Desperate American Families Use $114Bn of Savings to Cope with Soaring Inflation
The Federal Reserve Economic Data revels shocking figures
Despite President Biden's claim that Americans are saving more since he took office, data shows the complete opposite with inflation eating into rainy-day funds.
The Federal Reserve Economic Data (FRED) showed that the average American had just 5.4 percent of their paycheck left to save after covering living expenses.
It now sits much lower than the all-time record of 33.8 percent that was recorded in April 2020.
It also sits below the average amount Americans had available to save each month over the last decade.
Prior to the May figures, the lowest National Personal Savings rate over the last decade was recorded in January 2013, when it hit 5.6 percent.
By the end of 2021, Americans had accumulated a total of $2.7 trillion in savings.
They have since burned through about $114 billion of that vast savings pile, meaning that just over $2.5 trillion in savings remains.
Biden declared: "Since I took office, families have increased their savings and have less debt."

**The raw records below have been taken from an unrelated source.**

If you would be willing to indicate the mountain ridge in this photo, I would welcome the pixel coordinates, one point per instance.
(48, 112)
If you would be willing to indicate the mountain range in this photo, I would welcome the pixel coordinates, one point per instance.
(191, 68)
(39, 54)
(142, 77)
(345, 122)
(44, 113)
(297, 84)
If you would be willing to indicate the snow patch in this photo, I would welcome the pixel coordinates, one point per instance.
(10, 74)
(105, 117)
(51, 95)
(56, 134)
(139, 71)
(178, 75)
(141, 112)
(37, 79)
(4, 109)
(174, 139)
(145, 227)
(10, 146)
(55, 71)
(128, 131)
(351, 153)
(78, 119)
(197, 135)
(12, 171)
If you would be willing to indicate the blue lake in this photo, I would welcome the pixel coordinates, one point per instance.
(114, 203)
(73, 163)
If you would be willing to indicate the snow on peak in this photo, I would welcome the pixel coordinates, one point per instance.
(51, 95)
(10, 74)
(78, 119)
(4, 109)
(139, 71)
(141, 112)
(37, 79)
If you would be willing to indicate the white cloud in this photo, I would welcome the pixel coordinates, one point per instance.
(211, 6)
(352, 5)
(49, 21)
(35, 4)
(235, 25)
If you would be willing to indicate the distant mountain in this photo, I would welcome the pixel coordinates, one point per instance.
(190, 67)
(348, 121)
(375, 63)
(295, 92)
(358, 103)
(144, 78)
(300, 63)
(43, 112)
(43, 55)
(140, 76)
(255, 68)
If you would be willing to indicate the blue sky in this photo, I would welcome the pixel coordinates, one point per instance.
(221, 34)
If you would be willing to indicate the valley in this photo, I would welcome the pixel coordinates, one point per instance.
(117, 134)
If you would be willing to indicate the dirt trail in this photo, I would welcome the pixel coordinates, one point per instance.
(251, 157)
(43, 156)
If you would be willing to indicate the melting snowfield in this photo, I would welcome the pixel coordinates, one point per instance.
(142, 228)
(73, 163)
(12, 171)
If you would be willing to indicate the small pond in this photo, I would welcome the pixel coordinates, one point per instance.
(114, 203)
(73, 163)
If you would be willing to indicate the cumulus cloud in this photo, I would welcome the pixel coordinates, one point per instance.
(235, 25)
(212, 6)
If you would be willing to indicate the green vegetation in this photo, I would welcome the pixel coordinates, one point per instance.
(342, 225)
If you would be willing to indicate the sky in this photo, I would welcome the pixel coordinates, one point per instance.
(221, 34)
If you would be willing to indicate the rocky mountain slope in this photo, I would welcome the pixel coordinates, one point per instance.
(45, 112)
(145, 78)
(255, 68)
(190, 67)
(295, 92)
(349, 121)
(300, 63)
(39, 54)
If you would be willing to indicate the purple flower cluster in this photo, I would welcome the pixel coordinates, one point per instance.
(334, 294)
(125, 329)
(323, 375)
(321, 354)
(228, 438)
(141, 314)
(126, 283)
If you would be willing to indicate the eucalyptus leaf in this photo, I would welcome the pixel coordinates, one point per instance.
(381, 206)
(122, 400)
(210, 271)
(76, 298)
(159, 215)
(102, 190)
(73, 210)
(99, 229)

The claim also goes against the fact that there are historic amounts Americans now owe on credit cards.
Overall credit card debt rose 20% during the month of April to $1.103 trillion. The previous pre-pandemic record was $1.1 trillion.
As The Daily Mail reported:
Americans' savings accounts have also shrunk by more than $9,000 over the past year - from $73,100 in 2021 to $62,086 in 2022 - according to a survey from wealth management company Northwestern Mutual.
During the first year-and-a-half of the COVID pandemic, millions of Americans were handed generous unemployment benefits, often higher than the salaries they were earning, as well as thousands in stimulus checks.
Rent and student loan holidays enforced to stop people from being made homeless further bolstered finances, as did the fact that so many entertainment and travel options were shuttered.
The chart shows the National Personal Savings rate for each month over the last decade.
Prior to May, the lowest figure recorded was in January 2013, when Americans had 5.6 percent of a leftover paycheck to save
Biden told the largest federation of labor unions that he's working to rebuild the U.S. economy around workers and claimed that families have less debt and more savings than when he took office.
According to the Wall Street Journal, JPMorgan Chief Executive Jamie Dimon said in June that U.S. consumers still had between six and nine months of spending power remaining in their bank accounts.
Americans' bank account balances increased after they received stimulus payments and balances remain above where they were in 2019, according to Chris Wheat, co-president of the JPMorgan Chase Institute, as reported by the Wall Street Journal.